Provided by NRAO, Socorro, New Mexico
July 21, 2010
Pioneering observations with the National Science Foundation's giant Robert C. Byrd Green Bank Telescope (GBT) have given astronomers a new tool for mapping large cosmic structures. The method promises to provide valuable clues about the nature of the mysterious dark energy believed to constitute nearly three-fourths of the mass and energy of the universe.
Dark energy is the label scientists have given to what is causing the universe to expand at an accelerating rate. While the acceleration was discovered in 1998, its cause remains unknown. Physicists have competing theories to explain the acceleration, and they believe the best way to test those theories is to precisely measure large-scale cosmic structures.

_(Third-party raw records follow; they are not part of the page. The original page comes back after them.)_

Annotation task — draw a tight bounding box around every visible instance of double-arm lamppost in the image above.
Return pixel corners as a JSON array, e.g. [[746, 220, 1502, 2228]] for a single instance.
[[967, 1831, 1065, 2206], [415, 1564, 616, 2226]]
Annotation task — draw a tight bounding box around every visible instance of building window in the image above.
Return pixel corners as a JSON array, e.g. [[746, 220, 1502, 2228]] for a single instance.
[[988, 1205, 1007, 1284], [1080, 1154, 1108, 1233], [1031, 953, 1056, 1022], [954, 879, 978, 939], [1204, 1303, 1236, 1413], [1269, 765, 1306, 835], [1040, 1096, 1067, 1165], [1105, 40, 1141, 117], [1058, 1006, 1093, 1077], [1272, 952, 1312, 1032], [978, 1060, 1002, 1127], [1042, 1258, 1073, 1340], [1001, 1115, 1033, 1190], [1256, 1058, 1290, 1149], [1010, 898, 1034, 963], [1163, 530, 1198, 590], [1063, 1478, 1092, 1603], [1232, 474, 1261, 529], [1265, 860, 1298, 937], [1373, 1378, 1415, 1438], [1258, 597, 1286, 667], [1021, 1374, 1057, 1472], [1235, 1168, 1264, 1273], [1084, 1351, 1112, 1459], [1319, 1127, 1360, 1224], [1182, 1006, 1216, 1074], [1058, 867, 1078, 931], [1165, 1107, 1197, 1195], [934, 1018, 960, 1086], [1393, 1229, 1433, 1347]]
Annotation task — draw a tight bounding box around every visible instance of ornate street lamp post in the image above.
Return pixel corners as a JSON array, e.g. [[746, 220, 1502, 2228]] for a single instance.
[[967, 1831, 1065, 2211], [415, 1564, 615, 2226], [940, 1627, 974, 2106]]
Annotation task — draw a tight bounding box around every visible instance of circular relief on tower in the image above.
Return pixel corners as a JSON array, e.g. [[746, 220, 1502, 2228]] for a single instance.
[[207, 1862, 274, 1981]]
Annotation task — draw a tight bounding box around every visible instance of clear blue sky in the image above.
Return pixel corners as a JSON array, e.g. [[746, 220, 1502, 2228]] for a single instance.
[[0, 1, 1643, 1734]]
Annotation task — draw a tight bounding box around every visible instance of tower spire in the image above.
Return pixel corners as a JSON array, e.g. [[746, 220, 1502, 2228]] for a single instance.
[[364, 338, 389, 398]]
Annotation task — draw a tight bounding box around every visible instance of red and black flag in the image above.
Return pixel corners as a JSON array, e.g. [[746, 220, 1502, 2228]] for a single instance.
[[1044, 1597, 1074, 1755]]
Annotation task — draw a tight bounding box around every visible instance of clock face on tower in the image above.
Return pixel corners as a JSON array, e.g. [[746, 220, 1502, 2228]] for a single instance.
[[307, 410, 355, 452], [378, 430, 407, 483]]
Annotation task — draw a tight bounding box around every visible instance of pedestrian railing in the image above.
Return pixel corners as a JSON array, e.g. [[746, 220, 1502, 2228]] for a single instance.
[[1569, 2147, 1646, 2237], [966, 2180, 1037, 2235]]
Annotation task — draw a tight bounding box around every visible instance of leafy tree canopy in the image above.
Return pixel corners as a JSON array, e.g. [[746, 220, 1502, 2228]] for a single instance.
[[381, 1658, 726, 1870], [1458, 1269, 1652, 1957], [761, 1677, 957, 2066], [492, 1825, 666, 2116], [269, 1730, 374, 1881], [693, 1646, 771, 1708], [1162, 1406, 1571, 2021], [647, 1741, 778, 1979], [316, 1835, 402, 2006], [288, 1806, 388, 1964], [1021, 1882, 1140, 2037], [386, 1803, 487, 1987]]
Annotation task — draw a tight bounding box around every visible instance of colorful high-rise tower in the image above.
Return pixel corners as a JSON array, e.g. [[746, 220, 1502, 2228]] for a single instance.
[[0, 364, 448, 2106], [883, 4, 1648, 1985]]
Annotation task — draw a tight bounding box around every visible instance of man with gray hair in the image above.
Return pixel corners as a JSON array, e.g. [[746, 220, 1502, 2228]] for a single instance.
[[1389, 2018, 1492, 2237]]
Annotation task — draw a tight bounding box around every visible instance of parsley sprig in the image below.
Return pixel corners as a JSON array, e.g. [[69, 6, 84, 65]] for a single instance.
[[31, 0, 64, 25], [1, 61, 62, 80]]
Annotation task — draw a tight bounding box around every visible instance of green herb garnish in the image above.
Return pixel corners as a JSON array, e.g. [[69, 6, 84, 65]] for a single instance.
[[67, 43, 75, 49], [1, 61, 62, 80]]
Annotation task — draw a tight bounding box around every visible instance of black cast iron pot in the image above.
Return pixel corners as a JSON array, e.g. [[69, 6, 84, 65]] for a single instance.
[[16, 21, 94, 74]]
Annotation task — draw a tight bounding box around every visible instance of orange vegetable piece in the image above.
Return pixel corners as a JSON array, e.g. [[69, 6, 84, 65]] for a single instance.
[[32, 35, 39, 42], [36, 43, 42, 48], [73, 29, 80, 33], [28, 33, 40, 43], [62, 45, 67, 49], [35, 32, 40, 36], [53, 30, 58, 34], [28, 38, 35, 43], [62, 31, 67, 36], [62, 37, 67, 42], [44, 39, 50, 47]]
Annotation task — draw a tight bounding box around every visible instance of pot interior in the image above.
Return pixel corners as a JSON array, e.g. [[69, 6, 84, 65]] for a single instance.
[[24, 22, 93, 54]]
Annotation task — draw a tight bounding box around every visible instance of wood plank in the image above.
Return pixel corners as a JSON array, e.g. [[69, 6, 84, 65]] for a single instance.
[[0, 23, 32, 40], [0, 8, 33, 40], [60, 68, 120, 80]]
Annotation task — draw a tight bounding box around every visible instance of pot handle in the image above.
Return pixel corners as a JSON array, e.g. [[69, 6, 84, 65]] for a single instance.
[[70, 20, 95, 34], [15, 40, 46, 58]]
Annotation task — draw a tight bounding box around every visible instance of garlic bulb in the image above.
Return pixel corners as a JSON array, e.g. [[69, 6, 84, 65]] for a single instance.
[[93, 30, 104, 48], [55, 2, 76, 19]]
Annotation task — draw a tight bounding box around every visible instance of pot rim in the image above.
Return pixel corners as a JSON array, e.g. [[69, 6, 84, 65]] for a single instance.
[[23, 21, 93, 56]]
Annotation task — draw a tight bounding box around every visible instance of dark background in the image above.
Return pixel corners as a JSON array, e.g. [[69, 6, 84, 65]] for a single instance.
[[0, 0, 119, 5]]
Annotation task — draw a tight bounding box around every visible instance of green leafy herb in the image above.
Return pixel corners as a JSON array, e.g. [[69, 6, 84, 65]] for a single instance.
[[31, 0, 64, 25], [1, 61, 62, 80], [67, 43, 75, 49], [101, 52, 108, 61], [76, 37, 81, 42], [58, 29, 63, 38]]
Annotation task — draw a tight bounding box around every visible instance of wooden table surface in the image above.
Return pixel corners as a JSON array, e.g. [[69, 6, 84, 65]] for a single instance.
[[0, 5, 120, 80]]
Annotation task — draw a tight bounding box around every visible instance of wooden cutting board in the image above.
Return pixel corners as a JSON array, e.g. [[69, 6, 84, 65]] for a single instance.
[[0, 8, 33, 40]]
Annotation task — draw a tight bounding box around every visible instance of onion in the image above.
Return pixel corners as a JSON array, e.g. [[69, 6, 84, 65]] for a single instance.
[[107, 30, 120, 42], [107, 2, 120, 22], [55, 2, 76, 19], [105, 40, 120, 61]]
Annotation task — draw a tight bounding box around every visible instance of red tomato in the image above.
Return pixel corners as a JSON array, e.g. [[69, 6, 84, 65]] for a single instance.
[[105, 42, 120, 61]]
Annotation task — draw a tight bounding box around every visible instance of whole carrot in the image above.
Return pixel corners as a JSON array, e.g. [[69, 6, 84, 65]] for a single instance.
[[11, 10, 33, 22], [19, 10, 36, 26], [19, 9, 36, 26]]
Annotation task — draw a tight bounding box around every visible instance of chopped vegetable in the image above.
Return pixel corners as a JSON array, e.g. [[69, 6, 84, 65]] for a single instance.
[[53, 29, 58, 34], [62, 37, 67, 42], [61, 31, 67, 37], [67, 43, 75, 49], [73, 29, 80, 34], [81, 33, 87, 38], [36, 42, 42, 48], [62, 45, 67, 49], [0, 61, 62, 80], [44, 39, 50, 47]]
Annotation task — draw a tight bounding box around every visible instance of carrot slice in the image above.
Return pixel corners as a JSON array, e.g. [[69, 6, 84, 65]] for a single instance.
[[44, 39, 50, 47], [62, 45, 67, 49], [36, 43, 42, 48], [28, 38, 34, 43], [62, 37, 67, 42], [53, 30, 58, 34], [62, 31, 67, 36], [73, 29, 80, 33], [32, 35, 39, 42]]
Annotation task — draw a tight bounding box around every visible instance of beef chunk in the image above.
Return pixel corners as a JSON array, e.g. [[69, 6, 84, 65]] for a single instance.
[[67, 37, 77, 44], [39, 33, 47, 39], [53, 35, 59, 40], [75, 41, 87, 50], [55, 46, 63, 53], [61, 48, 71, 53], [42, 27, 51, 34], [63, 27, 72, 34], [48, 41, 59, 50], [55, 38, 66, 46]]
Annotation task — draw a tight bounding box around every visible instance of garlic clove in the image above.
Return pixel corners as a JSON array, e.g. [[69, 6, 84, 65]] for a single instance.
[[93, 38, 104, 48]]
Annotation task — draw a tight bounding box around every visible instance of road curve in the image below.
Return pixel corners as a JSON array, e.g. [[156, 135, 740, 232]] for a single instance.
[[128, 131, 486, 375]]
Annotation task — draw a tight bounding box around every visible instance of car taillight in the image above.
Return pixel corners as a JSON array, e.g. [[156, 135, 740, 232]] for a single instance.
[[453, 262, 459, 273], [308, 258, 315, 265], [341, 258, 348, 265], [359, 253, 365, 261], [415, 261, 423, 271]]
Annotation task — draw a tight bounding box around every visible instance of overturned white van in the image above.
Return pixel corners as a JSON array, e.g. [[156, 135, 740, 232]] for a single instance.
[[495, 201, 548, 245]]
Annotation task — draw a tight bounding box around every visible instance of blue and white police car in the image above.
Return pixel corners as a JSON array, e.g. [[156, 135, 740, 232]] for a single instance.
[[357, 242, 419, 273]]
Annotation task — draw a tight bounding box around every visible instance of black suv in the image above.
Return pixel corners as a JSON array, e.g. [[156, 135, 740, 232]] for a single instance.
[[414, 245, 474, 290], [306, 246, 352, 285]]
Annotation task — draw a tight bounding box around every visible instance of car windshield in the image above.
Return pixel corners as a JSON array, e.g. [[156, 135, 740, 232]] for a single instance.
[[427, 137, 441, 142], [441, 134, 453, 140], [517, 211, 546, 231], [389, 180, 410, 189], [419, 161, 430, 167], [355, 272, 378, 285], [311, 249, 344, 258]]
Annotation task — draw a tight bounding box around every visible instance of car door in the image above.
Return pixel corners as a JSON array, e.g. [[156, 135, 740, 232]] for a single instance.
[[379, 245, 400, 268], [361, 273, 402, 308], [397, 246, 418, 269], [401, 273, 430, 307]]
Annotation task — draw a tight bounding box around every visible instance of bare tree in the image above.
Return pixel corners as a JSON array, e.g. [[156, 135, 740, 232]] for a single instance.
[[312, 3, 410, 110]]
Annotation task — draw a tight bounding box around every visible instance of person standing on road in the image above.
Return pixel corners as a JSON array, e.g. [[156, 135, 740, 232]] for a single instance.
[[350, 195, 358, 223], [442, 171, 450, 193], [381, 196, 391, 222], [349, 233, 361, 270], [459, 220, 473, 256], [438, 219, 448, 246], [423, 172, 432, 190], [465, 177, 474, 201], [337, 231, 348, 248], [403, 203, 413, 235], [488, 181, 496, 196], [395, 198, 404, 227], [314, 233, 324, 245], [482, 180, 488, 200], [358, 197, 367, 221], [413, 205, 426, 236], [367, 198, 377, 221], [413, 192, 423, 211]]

Sound waves in the matter-energy soup of the early universe are thought to have left detectable imprints on the large-scale distribution of galaxies in the universe. The researchers developed a way to measure such imprints by observing the radio emission of hydrogen gas. Their technique, called intensity mapping, when applied to greater areas of the universe, could reveal how such large-scale structures have changed over the last few billion years, giving insight into which theory of dark energy is the most accurate.
"Our project mapped hydrogen gas to greater cosmic distances than ever before, and it shows that the techniques we developed can be used to map huge volumes of the universe in three dimensions and to test the competing theories of dark energy," said Tzu-Ching Chang from the Academia Sinica in Taiwan and the University of Toronto.
To get their results, the researchers used the GBT to study a region of sky that the Keck II telescope in Hawaii had previously surveyed in detail. This optical survey used spectroscopy to map the locations of thousands of galaxies in three dimensions. With the GBT, instead of looking for hydrogen gas in these individual, distant galaxies, the team used their intensity-mapping technique to accumulate the radio waves emitted by the hydrogen gas in large volumes of space, including many galaxies.
"Since the early part of the 20th century, astronomers have traced the expansion of the universe by observing galaxies. Our new technique allows us to skip the galaxy-detection step and gather radio emissions from a thousand galaxies at a time, as well as all the dimly-glowing material between them," said Jeffrey Peterson, from Carnegie Mellon University.
The astronomers also developed new techniques that removed both man-made radio interference and radio emission caused by more-nearby astronomical sources, leaving only the extremely faint radio waves coming from the very distant hydrogen gas. The result was a map of part of the "cosmic web" that correlated neatly with the structure shown by the earlier optical study. The team first proposed their intensity-mapping technique in 2008, and their GBT observations were the first test of the idea.
"These observations detected more hydrogen gas than all the previously detected hydrogen in the universe, and at distances 10 times farther than any radio wave-emitting hydrogen seen before," said Ue-Li Pen from the University of Toronto.
"This is a demonstration of an important technique that has great promise for future studies of the evolution of large-scale structure in the universe," said Chris Carilli from the National Radio Astronomy Observatory, Socorro, New Mexico.